Es war einmal ein lieber Mann, der kam aus einem fremden Land zu uns und lebte ein schönes und gutes Leben.

Mit seiner Frau hatte er drei Töchter, die ihm – wie Schmetterlinge – jeden Tag Glück und Freude ins Herz flatterten. Er war Künstler, Musiker und Dichter, – und er verehrte die Blumen…

Eines Tages ging er zum Arzt, weil er starke Bauchschmerzen hatte. Der Arzt schickte ihn sofort ins Krankenhaus, wo sein Bauch geröntgt wurde. Er hatte Angst und wartete zitternd auf das Ergebnis. Ein junger Arzt kam zu ihm, hielt seine Hand, und sagte: „Sie müssen jetzt stark sein. Es ist ein Tumor in ihrer Blase, der schnellstmöglich operiert werden muss. Ich muss ihnen aber vorab sagen, dass die Chancen, dass ein solcher Tumor gutartig ist, nur bei 0,5 Prozent liegt.“

Er wurde still und dachte nur noch an seine Frau und seine Töchter. Seine Frau durfte nichts davon erfahren, dass es so schlimm war. Nun konnte nur noch ein Wunder helfen. Er begann zu beten…

Es vergingen nur wenige Tage bis zur Operation, und er verbrachte jede Minute mit seiner Familie. Er erzählte nur wenigen Freunden und Familienmitgliedern von der Operation, weil er den Anderen keine Angst machen wollte. Es reichte, wenn er selbst vor Angst fast starb…

Als er wieder aufwachte, saß eine alte Frau an seinem Bett und hielt seine Hand. Er dachte, er würde halluzinieren, weil die Frau seine Großmutter war, die schon vor vielen Jahren gestorben war. Er hörte noch, wie sie sagte: „Du wirst erblühen wie der Krokus im Frühjahr, mein Junge…“, dann glitt er wieder sanft hinüber in den Schlaf.

Viele Tage und Nächte verbrachte er in einem Dämmerzustand. Er kam sich vor wie in einem endlosen Traum. Manchmal war alles dunkel, und manchmal sah er sanftes Licht und Farben. Irgendwann hörte er ein leises Weinen an seinem Ohr.
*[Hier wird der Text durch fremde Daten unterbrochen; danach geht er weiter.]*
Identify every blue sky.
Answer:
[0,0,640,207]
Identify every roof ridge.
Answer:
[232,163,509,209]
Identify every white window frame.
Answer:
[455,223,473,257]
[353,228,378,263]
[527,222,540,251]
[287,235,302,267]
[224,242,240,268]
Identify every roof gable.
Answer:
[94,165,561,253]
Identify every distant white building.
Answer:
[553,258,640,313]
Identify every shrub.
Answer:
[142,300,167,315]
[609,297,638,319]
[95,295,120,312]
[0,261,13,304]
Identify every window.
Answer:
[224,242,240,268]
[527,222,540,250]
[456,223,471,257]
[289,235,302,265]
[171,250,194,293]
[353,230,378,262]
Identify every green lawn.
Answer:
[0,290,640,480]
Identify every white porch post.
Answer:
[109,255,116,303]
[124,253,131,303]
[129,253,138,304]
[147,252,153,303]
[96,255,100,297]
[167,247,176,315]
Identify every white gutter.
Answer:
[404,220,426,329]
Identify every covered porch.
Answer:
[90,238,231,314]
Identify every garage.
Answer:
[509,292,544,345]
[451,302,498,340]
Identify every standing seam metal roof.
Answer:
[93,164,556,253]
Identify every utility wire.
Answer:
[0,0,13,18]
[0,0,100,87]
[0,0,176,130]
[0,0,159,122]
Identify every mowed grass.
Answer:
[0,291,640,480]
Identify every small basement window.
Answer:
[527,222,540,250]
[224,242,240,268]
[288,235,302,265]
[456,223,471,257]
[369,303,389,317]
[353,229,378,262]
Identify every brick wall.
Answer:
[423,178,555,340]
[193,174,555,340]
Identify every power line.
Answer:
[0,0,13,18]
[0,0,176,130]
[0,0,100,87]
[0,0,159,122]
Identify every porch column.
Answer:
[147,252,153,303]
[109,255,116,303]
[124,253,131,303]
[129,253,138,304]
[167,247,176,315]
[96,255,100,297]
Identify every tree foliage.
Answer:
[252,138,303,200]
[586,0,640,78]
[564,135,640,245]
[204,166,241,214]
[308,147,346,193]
Er machte die Augen auf und sah seine Frau. Sie saß neben dem Bett und lächelte und weinte gleichzeitig. In ihrer Hand hatte sie ein Blatt Papier. Sie hielt es hoch und sagte nur ein Wort: „Gutartig.“

Er blickte zum Fenster und sah einen wunderschönen Krokus im Morgenlicht stehen. Seine Frau sagte schluchzend: „Der Chefarzt hat gesagt, eine alte Dame hätte ihn vor zwei Stunden da hingestellt.“

Er lächelte, als die ersten Tränen kamen.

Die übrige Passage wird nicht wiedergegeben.